Crawl API
Web crawling with AI-powered classification, structured data extraction, and recursive link following.
POST /api/v1/crawls
Create and execute a web crawl job.
Parameters
| Parameter | Type | Default | Description |
|---|---|---|---|
urls | string[] | required | 1-100 seed URLs to crawl |
max_pages | int | 10 | Maximum pages to crawl (1-1000) |
processing_mode | string | "async" | "async", "sync", or "webhook" |
classify_documents | bool | false | AI classification (opt-in, triggers advanced pricing) |
extraction_schema | object | - | Custom fields to extract (triggers advanced) |
generate_summary | bool | false | AI summary of crawled docs (FREE) |
expansion | string | "none" | URL expansion: "internal", "external", "both", "none" |
intent | string | - | Natural language crawl goal (10-2000 chars).
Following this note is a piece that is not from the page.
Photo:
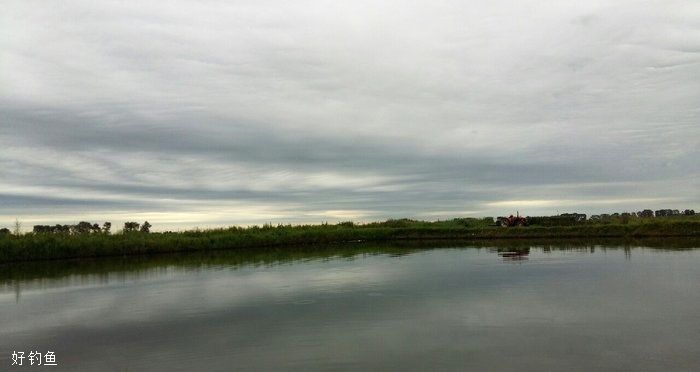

Guides URL prioritization when expansion is enabled |
auto_generate_intent | bool | false | Auto-generate intent from extraction_schema field descriptions |
session_id | UUID | - | Link to existing session |
dry_run | bool | false | Validate without executing |
webhook_url | URL | - | Required if processing_mode="webhook" |
Advanced Parameters
| Parameter | Type | Default | Description |
|---|---|---|---|
follow_links | bool | false | Enable recursive crawling (legacy, prefer expansion) |
link_extraction_config | object | - | max_depth (1-10), url_patterns[], exclude_patterns[], detect_pagination |
classifiers[] | array | - | AI filters: `{type: "url" |
budget_config | object | - | max_pages, max_depth, max_credits |
use_cache | bool | false | Enable global cache (50% savings on hits) |
cache_max_age | int | 86400 | Cache TTL in seconds |
premium_proxy | bool | false | Start at premium proxy tier (residential IPs) |
ultra_premium | bool | false | Start at ultra premium tier (mobile residential IPs, highest success rate) |
retry_strategy | string | "auto" | "none" (single attempt), "auto" (escalate standard→premium→ultra_premium), "premium_only" (start at premium, escalate to ultra) |
Credits
| Mode | Cost |
|---|---|
| Basic (default - no AI features) | 1 credit/page |
Advanced (classify_documents: true, extraction, or classifiers) | 2 credits/page |
Cached (use_cache: true + cache hit) | 1 credit/page |
| Summary | FREE |
Advanced pricing triggered by: classify_documents: true, extraction_schema, or classifiers[]
Processing Modes
| Mode | Behavior | Best For |
|---|---|---|
async | Returns immediately, poll for results | Large crawls, queued processing |
sync | Waits for completion (use max_pages ≤ 10) | Small crawls, real-time needs |
webhook | Returns immediately, POSTs results to URL | Event-driven architectures |
Smart Crawl
When expansion is enabled, URLs are automatically prioritized using intelligent algorithms. High-value pages are crawled first, maximizing information capture within your page budget.
Algorithms:
- OPIC (Online Page Importance Computation): Streaming PageRank approximation that updates as you crawl
- HITS: Hub and authority scoring to find link aggregators and authoritative sources
- Anchor text relevance: Uses link text to prioritize pages matching your intent
Efficiency: 135x average discovery ratio - finds target pages in 5-6 steps vs 20+ traditional BFS crawling.
Intent-Driven Crawling
When you provide an intent parameter alongside expansion, the crawler uses your goal to guide URL prioritization:
- Depth auto-adjustment: Default depth increases from 1 to 2 (or 3 when intent mentions "individual", "specific", "detail" etc.)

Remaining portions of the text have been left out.